Advanced Nutanix: Extent Cache
In the post I’ll explain the Nutanix Extent Cache and how I use and tweak this in my environment.
What is the Nutanix Extent Cache?
The Extent Cache is a key piece of NDFS and is responsible as acting as an in-memory read cache for frequently accessed data. The size of the extent cache is directly dependent on the amount of memory the CVM is assigned (default is 12GB) and will dynamically adjust based upon memory resources and availability. Increasing the size of the CVM memory will allow you to specify a larger extent cache and have more reads from memory (“cache hits”).
The figure below shows how the Extent Cache relates to the IO path for NDFS:
Extent Cache Gflags
Gflags are an advanced configuration parameter which allows us to modify configuration values on the Nutanix platform. DISCLAIMER: Any modification of Gflags should only be performed by a Nutanix SE or a Nutanix Systems Reliability Engineer and not on any production systems!
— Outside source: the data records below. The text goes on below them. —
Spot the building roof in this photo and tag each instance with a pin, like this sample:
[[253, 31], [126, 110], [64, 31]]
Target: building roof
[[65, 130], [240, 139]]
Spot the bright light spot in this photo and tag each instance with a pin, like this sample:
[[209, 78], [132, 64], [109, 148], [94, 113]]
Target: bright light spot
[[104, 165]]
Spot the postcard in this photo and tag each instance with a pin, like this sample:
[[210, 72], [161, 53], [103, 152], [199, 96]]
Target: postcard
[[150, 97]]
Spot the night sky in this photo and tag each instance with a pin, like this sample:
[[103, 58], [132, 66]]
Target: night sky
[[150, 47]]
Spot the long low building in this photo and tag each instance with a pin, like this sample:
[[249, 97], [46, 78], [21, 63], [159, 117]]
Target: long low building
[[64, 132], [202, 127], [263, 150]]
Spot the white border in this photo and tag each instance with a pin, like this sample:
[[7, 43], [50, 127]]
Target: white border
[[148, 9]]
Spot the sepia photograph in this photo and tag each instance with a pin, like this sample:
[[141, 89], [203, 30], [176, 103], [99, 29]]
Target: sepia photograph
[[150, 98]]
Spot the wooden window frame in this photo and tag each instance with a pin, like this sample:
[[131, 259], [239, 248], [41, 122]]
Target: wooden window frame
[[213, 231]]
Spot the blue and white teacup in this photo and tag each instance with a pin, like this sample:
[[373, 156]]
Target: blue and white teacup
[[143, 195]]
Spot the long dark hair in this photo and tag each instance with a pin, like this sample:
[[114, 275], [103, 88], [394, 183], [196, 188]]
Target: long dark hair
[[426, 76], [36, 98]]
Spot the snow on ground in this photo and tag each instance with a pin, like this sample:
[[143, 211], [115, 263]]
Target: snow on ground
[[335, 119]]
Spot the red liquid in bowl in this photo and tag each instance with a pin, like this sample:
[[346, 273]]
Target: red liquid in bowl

- Explanation: This Gflag specifies the size of the in-memory extent cache
- Default: -1 (dyanmic)
What Cache Size is Right for me?
The key thing to look for when sizing the extent cache is the ‘Extent cache hit’ rate or % of read operations which are hitting the cache and not going to the Extent Store. In my environment I like to keep this value above 95% for random workloads meaning that 95% of all read request are being served from memory (obviously the higher the better).
If this value is constantly low (50% is bad for random workloads) and you’re experiencing read latency or a reduction in read IOPS increasing the cache size is a good start to increase performance. You should see read IO performance grow as the % of Extent Cache hits grows.
Here we show the metrics from an example 2009 page showing the hit rate and size:
The above shows that 12 GB of the 16 GB is being used and 100% of read requests are being served from the cache.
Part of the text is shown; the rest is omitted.